Each child received a gift.

❌ Tous les jour, je prends le bus.

Incorrect — tous les requires a plural noun (tous les jours).

✅ Tous les jours, je prends le bus.

Every day, I take the bus.

❌ Chacun mes amis pense différemment.

Incorrect — to combine chacun with a possessive, you need de.

✅ Chacun de mes amis pense différemment.

Each of my friends thinks differently.

A more subtle error: confusing chaque with tout / tous. They are not synonyms; they are complementary.

❌ J'aime chaque les fleurs du jardin.

Incorrect — chaque cannot combine with les; you mean either chaque fleur (singular) or toutes les fleurs (plural).

✅ J'aime toutes les fleurs du jardin.

I love all the flowers in the garden.

✅ Chaque fleur du jardin est unique.

Each flower in the garden is unique.

The two corrected versions both work — but they say different things.
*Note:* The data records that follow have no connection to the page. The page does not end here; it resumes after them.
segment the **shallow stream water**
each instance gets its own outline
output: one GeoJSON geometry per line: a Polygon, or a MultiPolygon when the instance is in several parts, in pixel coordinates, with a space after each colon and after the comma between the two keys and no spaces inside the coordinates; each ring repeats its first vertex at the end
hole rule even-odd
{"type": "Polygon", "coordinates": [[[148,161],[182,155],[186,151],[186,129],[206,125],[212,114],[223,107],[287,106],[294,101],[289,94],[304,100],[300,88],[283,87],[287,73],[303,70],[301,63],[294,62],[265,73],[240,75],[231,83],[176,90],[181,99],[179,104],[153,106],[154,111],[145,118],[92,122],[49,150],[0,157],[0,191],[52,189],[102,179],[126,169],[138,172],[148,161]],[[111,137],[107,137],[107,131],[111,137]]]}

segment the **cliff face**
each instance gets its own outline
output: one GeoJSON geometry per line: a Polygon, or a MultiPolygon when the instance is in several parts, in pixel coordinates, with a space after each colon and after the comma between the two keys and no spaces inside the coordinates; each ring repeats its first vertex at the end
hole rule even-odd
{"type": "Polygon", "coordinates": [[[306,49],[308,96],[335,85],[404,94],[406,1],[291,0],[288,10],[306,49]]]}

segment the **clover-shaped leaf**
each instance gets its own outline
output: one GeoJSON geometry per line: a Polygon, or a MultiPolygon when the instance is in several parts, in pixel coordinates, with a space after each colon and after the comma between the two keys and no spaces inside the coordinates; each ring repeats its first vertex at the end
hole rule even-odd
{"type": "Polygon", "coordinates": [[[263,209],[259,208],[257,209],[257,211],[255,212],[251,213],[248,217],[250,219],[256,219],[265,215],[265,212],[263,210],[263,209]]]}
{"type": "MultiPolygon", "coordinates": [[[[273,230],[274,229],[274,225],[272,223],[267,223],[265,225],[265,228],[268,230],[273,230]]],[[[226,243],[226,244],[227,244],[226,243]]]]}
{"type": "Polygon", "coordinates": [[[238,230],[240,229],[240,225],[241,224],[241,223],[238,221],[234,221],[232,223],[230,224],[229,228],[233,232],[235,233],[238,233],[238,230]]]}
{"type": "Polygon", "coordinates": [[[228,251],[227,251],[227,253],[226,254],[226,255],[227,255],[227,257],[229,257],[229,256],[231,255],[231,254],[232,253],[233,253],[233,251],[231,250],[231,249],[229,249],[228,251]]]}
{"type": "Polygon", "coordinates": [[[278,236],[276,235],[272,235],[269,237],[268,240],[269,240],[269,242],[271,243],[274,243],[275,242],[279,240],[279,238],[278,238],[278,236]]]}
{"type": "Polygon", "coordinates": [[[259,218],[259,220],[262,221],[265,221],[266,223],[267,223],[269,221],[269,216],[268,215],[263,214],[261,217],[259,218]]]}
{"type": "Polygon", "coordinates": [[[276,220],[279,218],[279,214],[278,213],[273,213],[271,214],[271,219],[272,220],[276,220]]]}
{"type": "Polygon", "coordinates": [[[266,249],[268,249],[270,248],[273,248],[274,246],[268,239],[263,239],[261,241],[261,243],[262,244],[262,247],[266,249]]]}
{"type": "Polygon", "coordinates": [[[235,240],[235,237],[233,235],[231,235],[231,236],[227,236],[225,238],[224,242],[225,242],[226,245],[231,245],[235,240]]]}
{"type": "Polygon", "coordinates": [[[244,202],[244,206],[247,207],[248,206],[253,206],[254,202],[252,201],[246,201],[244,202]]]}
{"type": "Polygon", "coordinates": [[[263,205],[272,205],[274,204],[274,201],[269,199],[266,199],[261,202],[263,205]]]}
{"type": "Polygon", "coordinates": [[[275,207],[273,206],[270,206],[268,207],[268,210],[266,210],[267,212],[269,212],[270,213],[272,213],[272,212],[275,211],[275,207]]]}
Toutes les fleurs is a sweeping appreciation of the whole flowerbed; chaque fleur is an individuating comment about variety.

Key Takeaways

Chaque picks out members of a set one by one — distributively, individually, separately. It is invariable, takes a singular noun, and triggers singular verb agreement. It contrasts with tous les / toutes les, which sweeps across the whole group collectively. The pronoun chacun / chacune replaces chaque + noun when the noun is omitted, and is used with de to combine with possessives or other determiners (chacun de mes amis). The English mapping is reliable: eachchaque, alltous les, every → either, depending on individual vs. collective. Once you train your ear to feel the distributive emphasis, the choice between chaque and tous les becomes automatic.